Il riciclo del poliestere da tessuto-a-tessuto è una pratica notevolmente più complicata, sulla quale si stanno investendo sempre più risorse; questo perché permetterebbe di gestire articoli formati da fibre miste e smettere di utilizzare il PET proveniente dagli imballaggi. Consiste in un processo di depolimerizzazione dei rifiuti in monomeri, mediante l’uso di sostanze e reazioni chimiche in grado di scomporre il materiale, sciogliendolo. I coloranti, gli altri materiali o le impurità sono eliminati attraverso l’impiego di altre tecnologie che consentono di avere prodotti finali puliti, di qualità molto simile a quella del materiale vergine.
Separazione cotone/poliestere: possibile?

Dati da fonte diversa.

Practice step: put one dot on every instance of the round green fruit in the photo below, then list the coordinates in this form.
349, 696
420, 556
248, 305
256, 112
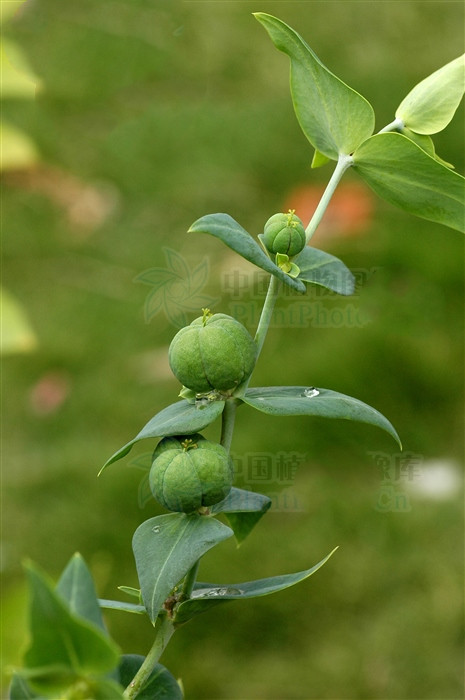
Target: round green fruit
284, 233
189, 472
215, 352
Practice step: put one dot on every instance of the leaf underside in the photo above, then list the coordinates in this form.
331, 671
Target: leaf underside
401, 172
334, 117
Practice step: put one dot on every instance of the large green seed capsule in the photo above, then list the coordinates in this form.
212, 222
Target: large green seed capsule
189, 472
215, 352
284, 233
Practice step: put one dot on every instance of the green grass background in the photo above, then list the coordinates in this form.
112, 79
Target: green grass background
173, 110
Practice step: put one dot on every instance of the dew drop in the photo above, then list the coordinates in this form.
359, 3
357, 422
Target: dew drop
310, 392
218, 592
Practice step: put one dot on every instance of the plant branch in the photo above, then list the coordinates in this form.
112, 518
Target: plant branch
344, 162
164, 629
393, 126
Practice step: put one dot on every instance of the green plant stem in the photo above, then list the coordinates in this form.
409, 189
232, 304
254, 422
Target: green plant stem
393, 126
344, 162
164, 629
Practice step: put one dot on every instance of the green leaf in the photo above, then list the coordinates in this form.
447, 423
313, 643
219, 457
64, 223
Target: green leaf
130, 590
333, 116
19, 689
63, 646
76, 586
426, 143
402, 173
166, 547
325, 270
122, 605
208, 595
181, 418
243, 510
430, 106
103, 689
160, 685
225, 228
312, 401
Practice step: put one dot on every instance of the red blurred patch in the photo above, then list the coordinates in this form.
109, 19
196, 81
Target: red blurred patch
50, 392
349, 214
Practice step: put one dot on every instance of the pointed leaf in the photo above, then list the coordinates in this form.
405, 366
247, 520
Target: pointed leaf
160, 685
199, 276
181, 418
242, 501
61, 641
333, 116
325, 270
243, 510
176, 263
122, 605
76, 586
430, 106
312, 401
166, 547
207, 595
402, 173
225, 228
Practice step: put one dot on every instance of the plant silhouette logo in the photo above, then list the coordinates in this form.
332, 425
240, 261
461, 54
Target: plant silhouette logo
176, 289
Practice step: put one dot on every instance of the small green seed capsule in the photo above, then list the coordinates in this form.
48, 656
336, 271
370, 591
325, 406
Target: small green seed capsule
284, 233
189, 472
215, 352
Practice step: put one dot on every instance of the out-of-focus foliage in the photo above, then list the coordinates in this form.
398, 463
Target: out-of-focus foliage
149, 115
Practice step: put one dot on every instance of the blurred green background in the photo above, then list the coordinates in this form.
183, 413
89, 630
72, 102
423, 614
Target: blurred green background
149, 114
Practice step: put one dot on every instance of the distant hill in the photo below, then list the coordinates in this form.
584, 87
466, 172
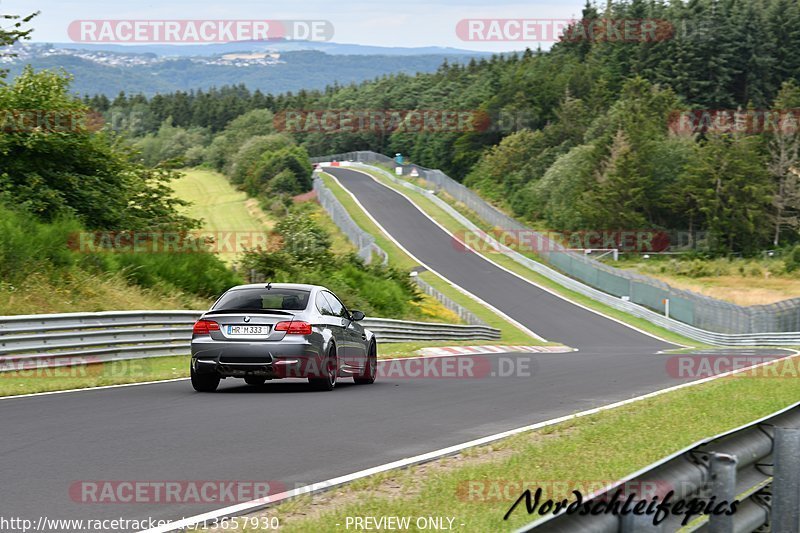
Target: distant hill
277, 45
109, 69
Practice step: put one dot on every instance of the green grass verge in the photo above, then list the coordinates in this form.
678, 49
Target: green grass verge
478, 486
510, 333
457, 228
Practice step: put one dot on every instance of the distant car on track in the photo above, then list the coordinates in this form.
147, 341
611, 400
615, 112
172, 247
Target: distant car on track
281, 330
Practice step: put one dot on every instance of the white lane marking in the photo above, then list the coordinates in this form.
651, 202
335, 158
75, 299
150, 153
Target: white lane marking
412, 256
255, 505
465, 350
554, 293
84, 389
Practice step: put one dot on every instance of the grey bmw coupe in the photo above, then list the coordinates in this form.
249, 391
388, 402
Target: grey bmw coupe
281, 330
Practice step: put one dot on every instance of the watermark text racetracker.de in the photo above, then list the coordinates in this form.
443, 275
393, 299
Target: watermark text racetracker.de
197, 31
636, 240
331, 121
572, 30
12, 524
60, 367
768, 366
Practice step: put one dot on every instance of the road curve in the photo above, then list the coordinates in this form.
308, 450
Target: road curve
286, 434
552, 317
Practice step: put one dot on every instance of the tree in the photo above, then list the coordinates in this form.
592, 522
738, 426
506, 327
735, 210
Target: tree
74, 169
618, 198
15, 34
727, 187
784, 159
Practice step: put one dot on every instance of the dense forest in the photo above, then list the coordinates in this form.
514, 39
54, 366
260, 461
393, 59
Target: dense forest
582, 136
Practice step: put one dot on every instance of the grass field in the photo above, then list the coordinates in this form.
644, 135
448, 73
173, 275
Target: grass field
740, 281
221, 207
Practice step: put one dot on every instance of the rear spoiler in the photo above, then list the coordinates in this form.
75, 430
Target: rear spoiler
247, 311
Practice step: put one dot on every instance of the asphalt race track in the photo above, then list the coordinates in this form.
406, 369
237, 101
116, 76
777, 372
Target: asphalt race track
286, 434
549, 316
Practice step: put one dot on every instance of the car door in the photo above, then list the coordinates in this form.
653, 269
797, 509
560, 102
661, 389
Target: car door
330, 320
336, 322
354, 333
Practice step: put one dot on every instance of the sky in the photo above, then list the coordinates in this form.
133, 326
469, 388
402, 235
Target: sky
407, 23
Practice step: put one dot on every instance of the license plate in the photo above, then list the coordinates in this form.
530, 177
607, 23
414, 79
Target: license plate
248, 330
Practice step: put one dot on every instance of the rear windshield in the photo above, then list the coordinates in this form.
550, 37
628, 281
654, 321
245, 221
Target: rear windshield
258, 299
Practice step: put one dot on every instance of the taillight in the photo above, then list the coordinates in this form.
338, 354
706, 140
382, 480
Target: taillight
294, 328
204, 327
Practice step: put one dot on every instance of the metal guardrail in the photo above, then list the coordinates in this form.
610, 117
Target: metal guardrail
58, 340
756, 464
790, 338
688, 307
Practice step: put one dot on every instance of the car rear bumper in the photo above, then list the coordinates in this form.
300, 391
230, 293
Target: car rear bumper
269, 360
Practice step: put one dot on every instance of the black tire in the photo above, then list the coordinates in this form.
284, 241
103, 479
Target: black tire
371, 371
330, 370
204, 382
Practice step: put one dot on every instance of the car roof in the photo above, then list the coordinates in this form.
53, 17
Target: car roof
300, 286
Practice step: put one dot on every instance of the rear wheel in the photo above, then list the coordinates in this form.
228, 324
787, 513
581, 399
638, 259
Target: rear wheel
204, 382
371, 370
329, 372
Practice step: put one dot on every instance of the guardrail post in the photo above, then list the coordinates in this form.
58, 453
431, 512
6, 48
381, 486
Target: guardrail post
723, 488
785, 516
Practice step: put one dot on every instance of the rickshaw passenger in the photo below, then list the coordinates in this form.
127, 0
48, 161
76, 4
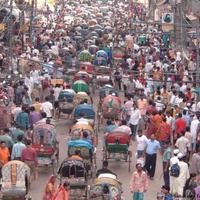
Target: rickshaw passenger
77, 155
125, 128
105, 169
82, 119
85, 137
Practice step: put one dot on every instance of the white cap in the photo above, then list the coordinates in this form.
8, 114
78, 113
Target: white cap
180, 155
176, 151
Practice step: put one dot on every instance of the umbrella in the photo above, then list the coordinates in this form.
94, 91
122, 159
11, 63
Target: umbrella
36, 17
60, 31
83, 25
93, 33
78, 38
100, 32
197, 90
85, 56
97, 26
93, 22
94, 37
78, 28
99, 15
93, 49
50, 51
136, 47
107, 29
90, 42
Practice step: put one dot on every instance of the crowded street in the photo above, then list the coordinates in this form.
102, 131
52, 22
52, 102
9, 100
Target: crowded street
99, 100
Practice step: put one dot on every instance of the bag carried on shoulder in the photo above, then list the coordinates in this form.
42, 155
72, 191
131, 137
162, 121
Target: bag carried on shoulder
175, 170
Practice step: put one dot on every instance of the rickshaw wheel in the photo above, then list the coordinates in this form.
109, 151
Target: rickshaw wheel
129, 160
98, 119
55, 165
104, 154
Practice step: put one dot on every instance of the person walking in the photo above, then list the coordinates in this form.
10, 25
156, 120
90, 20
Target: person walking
29, 157
152, 146
165, 190
194, 129
14, 134
180, 125
34, 116
138, 183
47, 107
4, 153
23, 119
8, 140
37, 104
50, 188
135, 116
17, 148
164, 132
195, 163
166, 162
141, 143
178, 183
183, 145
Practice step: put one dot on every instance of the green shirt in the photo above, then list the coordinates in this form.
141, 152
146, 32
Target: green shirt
7, 139
167, 154
14, 134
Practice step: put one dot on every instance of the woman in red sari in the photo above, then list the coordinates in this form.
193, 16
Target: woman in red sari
63, 192
152, 128
50, 188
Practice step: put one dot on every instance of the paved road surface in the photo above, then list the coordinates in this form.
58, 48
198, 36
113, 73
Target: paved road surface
121, 169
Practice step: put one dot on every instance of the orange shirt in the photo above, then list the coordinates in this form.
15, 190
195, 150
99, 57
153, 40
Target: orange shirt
4, 155
142, 106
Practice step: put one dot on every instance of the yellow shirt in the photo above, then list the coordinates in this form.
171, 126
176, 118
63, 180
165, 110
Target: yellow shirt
37, 106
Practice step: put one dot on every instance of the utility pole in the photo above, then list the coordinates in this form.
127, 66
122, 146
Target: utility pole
35, 7
11, 35
22, 24
197, 52
31, 22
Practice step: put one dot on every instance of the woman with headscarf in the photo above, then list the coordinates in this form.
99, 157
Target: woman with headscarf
50, 188
63, 192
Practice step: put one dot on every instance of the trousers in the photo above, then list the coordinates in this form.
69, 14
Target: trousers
150, 164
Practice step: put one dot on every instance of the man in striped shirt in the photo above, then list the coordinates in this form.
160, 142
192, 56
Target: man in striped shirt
17, 149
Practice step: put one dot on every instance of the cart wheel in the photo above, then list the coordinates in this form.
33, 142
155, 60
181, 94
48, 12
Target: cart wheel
93, 88
129, 160
97, 141
104, 154
93, 171
55, 165
98, 123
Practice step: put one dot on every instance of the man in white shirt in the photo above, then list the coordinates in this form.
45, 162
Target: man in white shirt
174, 159
183, 145
47, 107
141, 143
159, 104
193, 130
135, 116
148, 66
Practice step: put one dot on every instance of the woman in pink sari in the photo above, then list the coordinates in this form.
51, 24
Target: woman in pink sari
50, 188
152, 128
63, 192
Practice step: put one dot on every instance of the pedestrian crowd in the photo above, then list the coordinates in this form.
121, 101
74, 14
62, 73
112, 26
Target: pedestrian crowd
161, 111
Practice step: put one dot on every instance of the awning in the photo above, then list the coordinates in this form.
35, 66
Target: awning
16, 12
191, 17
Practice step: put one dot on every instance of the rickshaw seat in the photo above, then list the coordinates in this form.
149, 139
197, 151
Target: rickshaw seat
46, 149
117, 148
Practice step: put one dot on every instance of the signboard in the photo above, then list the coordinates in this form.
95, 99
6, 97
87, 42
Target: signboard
160, 2
167, 22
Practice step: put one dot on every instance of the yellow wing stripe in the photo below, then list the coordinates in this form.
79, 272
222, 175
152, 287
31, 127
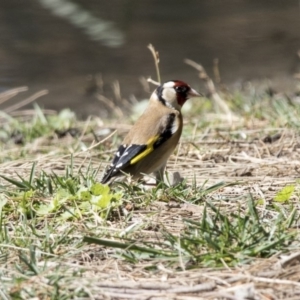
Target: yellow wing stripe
147, 151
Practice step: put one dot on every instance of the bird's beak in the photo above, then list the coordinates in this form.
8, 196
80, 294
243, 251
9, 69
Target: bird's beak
192, 94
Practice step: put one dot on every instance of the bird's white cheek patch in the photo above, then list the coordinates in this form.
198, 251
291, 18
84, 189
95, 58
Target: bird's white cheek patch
175, 125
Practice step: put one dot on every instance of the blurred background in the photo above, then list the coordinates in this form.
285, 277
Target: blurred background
79, 48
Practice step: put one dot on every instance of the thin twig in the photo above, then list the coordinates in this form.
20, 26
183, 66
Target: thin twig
156, 60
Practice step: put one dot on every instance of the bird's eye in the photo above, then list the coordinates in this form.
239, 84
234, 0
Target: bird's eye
181, 89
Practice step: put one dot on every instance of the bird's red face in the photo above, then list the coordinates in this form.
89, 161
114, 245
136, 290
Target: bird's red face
174, 93
184, 92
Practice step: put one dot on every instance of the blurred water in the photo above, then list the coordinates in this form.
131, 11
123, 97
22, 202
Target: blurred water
63, 45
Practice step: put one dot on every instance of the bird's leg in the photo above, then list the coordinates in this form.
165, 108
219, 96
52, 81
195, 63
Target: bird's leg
159, 174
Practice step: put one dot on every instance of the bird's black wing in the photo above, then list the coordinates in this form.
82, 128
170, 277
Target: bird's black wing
131, 154
122, 159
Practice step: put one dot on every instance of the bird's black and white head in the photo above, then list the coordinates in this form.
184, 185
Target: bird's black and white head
174, 93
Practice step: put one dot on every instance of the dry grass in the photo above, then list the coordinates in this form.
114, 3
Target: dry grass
255, 155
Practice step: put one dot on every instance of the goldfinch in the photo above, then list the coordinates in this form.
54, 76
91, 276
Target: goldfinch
154, 136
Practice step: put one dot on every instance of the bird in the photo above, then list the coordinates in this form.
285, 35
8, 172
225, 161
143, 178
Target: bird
155, 135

Uno dei più grandi limiti del riciclo tessile è quello legato alle fibre miste (non 100% di un singolo materiale), presenti nella grande maggioranza dei capi (N.B. la questione qui è puramente economica: mescolare fibre naturali con poliestere o fibre artificiali abbatte notevolmente i costi). Liberare il cotone dal suo intreccio con il poliestere sembrava impossibile. Fino a che dei giovani ricercatori del dipartimento di chimica dell’Università di Copenaghen non hanno iniziato a sperimentare metodi per sciogliere il poliestere e “salvare” contemporaneamente le fibre di cotone. Si tratta di un processo di glicolisi catalitica con bicarbonato di ammonio (NH 4 HCO 3), che si decompone in ammoniaca, anidride carbonica e acqua. Ammoniaca e CO2 (che in questa combinazione pare perda la sua tossicità, diventando sicura) insieme, funzionano da catalizzatore, scomponendo il poliestere ma preservando le fibre di cotone. Anche in questo caso il tessuto è stato ridotto in piccoli pezzi, messo a bagno in questa soluzione e portato a una temperatura di 160°; dopo circa 24 ore si è potuto osservare il liquido ottenuto, dove fibre di plastica e quelle di cotone si sono depositate in strati distinti, permettendone il recupero. Il tutto è ancora in via sperimentale, ma la semplicità e i costi contenuti fanno ben sperare.
Affinare e investire in tecnologie per il riciclo è uno sforzo utile. Ancora più utile sarebbe smaltire il problema all’origine: riducendo i volumi delle produzioni (incrementandone la qualità e i criteri di circolarità) e allontanando il più possibile il momento in cui un capo diventa un rifiuto (buttare meno, usare di più).